Se a opinião que prevalece é que a resposta imune oferecida pelas vacinas atuais será suficiente para conter todas as variantes conhecidas, o debate é mais aberto sobre as novas mutações que podem surgir e que revacinariam a população. Na opinião de Luis Enjuanes, diretor do laboratório de coronavírus do Centro Nacional de Biotecnologia (CNB-CSIC), é uma equação na qual intervêm as probabilidades e, portanto, o acaso, mas se o vírus continuar por muito tempo a se replicar trilhões de vezes ao dia em centenas de milhões de pessoas infectadas, é previsível que isso eventualmente aconteça.

"Pelo o que temos visto agora, o vírus tem um histórico de muitas mutações, quase como o vírus da gripe", explica Enjuanes. "Seu genoma tem 30.000 nucleotídeos e em cada ciclo de reprodução 1 em 10.000 alterações. Cada vez que se replica, o vírus sofre três mudanças e isso pode alterar muito sua capacidade de infecção e de eficácia da vacina. Acho que é bem possível que a cada ano ou no máximo a cada dois anos as vacinas tenham que ser adaptadas às variantes ou cepas que estão circulando naquela época".

Outros especialistas, no entanto, acreditam que "ainda há tempo" para prevenir o surgimento dessas cepas se o mundo for capaz de produzir e distribuir rapidamente vacinas suficientes para imunizar a população mundial. Com muito menos pessoas suscetíveis a contrair o vírus e a maioria delas vacinadas, aqueles que forem infectados serão muito brandos e com baixa carga viral. O vírus, portanto, terá muito menos oportunidade de continuar se mutando e "a pandemia será controlada", diz África González.

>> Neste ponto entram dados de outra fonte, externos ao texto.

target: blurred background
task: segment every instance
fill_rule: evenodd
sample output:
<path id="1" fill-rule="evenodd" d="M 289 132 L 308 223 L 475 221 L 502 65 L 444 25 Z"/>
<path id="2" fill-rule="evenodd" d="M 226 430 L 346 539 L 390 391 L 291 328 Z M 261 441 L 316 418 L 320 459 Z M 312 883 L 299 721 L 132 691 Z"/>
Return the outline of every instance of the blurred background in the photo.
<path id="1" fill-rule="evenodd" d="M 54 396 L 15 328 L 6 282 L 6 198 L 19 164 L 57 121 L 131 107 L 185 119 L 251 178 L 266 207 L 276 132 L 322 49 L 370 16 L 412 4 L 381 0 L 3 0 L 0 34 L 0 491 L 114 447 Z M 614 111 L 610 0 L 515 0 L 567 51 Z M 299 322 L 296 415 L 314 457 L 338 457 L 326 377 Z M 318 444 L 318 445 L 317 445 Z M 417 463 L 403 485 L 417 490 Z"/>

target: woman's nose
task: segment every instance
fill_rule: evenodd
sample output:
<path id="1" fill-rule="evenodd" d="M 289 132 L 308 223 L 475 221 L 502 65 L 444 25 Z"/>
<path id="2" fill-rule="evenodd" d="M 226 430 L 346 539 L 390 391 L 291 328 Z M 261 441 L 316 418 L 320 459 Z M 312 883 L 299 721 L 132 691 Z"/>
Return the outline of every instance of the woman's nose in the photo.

A Comissão Europeia anunciou no dia 20 de maio a aquisição de 900 milhões de novas doses da vacina da Pfizer-BioNTech para entrega entre o final deste ano e 2023, com opção de dobrar essa quantidade. É o caminho a ser preparado para qualquer cenário futuro, pois a tecnologia disponível também permitiria que essas vacinas fossem adaptadas a novas variantes ou cepas.

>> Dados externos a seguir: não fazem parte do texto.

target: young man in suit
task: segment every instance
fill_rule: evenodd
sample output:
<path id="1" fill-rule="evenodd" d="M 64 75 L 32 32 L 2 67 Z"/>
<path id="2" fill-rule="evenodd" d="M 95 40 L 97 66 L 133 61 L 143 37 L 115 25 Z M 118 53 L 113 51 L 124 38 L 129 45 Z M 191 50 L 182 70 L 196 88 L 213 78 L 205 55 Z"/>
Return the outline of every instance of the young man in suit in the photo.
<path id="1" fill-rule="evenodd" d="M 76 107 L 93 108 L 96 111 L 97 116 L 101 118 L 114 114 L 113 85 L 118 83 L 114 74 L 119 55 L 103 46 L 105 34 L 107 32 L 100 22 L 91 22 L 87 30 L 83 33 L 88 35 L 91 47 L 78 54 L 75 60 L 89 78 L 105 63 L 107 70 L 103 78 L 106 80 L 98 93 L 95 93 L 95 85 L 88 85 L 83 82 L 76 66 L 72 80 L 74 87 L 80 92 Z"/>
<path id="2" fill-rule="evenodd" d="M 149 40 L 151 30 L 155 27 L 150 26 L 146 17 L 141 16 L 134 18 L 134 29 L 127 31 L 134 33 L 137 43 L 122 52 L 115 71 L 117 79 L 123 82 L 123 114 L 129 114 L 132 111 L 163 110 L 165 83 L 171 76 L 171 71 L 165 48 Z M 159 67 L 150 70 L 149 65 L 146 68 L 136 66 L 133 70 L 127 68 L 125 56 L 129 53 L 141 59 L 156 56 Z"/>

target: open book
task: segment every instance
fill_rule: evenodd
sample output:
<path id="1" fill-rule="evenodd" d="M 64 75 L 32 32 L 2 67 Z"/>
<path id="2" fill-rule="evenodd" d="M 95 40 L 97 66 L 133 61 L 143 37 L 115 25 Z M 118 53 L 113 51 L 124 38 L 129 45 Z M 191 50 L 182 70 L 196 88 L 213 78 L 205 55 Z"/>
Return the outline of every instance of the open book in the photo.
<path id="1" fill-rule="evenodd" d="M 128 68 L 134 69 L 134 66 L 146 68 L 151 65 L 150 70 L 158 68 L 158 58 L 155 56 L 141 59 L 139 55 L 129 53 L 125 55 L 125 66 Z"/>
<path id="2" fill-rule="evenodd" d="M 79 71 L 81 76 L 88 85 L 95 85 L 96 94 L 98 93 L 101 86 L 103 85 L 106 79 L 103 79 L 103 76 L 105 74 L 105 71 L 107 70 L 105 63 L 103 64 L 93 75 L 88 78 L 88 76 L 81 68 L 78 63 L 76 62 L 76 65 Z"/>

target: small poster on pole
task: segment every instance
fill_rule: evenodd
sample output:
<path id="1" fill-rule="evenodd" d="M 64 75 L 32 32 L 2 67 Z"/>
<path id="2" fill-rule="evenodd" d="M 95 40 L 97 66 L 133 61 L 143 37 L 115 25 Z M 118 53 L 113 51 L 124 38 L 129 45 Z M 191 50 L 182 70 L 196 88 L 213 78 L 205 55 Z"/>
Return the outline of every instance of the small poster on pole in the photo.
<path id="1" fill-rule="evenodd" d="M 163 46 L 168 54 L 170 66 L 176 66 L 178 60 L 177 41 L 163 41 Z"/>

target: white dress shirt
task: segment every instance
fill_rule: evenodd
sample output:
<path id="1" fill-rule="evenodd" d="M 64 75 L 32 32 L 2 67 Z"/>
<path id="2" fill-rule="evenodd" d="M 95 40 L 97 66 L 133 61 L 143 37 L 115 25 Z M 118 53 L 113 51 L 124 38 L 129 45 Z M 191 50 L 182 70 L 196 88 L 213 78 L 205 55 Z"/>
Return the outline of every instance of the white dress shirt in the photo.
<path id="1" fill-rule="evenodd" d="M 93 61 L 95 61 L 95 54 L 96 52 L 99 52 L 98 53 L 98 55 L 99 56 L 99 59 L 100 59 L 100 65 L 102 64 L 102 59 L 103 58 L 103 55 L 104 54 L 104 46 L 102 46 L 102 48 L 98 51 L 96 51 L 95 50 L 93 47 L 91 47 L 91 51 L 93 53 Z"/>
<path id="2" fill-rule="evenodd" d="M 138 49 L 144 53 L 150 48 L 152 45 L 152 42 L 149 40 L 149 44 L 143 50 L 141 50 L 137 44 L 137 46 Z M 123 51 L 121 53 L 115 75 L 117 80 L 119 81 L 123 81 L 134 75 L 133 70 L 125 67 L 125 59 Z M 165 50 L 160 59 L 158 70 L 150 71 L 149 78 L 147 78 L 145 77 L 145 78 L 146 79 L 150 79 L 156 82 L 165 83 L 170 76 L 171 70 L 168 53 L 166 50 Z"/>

Contudo, alguns cientistas temem que essa decisão seja um novo primeiro passo em direção a uma estratégia que já provou seus limites. A corrida dos países ricos para monopolizar as doses nesta primeira fase da pandemia deixou grandes áreas do globo atrasadas na campanha de vacinação. Eles lembram ainda que não é por acaso que novas variantes surgiram em áreas com menor cobertura, como a Índia , África do Sul e Brasil. A britânica (alfa de acordo com a nova nomenclatura), por outro lado, é anterior à fabricação em massa das primeiras vacinas.

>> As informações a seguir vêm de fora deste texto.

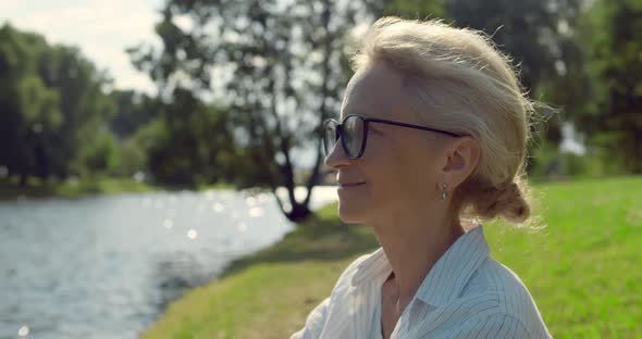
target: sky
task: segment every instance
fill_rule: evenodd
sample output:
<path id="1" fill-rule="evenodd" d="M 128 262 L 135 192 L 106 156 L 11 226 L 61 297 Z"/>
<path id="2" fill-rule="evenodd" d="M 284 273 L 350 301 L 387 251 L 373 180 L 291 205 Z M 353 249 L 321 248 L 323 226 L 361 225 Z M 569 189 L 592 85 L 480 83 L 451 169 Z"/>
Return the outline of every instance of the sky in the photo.
<path id="1" fill-rule="evenodd" d="M 0 0 L 0 26 L 9 22 L 36 32 L 49 43 L 76 46 L 98 68 L 108 70 L 121 89 L 153 91 L 125 49 L 158 43 L 153 25 L 162 0 Z"/>
<path id="2" fill-rule="evenodd" d="M 163 0 L 0 0 L 0 25 L 37 32 L 49 43 L 73 45 L 99 68 L 108 70 L 120 89 L 153 92 L 153 84 L 136 71 L 125 49 L 156 43 L 153 25 Z M 565 126 L 561 149 L 583 153 L 571 126 Z"/>

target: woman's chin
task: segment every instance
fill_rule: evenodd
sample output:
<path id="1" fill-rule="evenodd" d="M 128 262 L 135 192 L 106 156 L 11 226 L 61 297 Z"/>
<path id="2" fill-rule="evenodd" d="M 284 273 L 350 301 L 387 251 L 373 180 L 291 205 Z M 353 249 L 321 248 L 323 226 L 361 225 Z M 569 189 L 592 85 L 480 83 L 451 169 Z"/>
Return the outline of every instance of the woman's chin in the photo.
<path id="1" fill-rule="evenodd" d="M 355 209 L 353 206 L 346 206 L 339 202 L 338 204 L 338 218 L 345 224 L 359 224 L 363 223 L 363 215 L 359 209 Z"/>

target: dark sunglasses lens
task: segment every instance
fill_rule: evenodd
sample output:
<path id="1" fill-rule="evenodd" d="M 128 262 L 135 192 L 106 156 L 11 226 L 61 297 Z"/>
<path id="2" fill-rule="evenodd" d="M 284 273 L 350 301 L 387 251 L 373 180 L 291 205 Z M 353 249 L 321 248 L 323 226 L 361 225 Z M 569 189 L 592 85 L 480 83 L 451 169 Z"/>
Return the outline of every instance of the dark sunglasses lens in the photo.
<path id="1" fill-rule="evenodd" d="M 359 116 L 350 116 L 343 123 L 343 140 L 342 143 L 345 148 L 346 155 L 348 158 L 356 158 L 361 150 L 361 143 L 363 142 L 363 120 Z"/>
<path id="2" fill-rule="evenodd" d="M 323 151 L 325 151 L 325 155 L 332 153 L 337 139 L 336 122 L 329 121 L 323 128 Z"/>

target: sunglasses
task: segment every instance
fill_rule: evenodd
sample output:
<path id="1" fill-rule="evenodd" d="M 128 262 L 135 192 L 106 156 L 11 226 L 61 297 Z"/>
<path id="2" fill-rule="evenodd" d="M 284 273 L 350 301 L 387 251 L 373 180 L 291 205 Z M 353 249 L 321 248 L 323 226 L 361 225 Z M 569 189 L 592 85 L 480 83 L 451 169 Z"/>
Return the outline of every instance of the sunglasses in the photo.
<path id="1" fill-rule="evenodd" d="M 435 131 L 456 138 L 464 136 L 431 127 L 350 114 L 344 117 L 342 123 L 330 118 L 323 124 L 323 151 L 325 152 L 325 156 L 332 153 L 337 141 L 341 139 L 341 145 L 348 159 L 357 160 L 361 158 L 366 150 L 366 142 L 368 141 L 368 125 L 370 123 Z"/>

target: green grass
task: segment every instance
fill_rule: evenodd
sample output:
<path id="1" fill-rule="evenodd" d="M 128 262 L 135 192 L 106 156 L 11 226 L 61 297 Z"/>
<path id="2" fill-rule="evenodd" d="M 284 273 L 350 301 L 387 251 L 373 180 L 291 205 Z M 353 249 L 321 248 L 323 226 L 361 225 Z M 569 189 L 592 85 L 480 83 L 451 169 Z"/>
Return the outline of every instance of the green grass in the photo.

O pior cenário seria um ciclo infinito em que a vacinação deficiente em algumas partes do globo permitisse o surgimento de novas cepas contra as quais os países ricos se apressam para se vacinar primeiro. África González conclui: "para evitar isso, a melhor estratégia é a vacinação global e é desejável que seja planejada pela Organização Mundial da Saúde".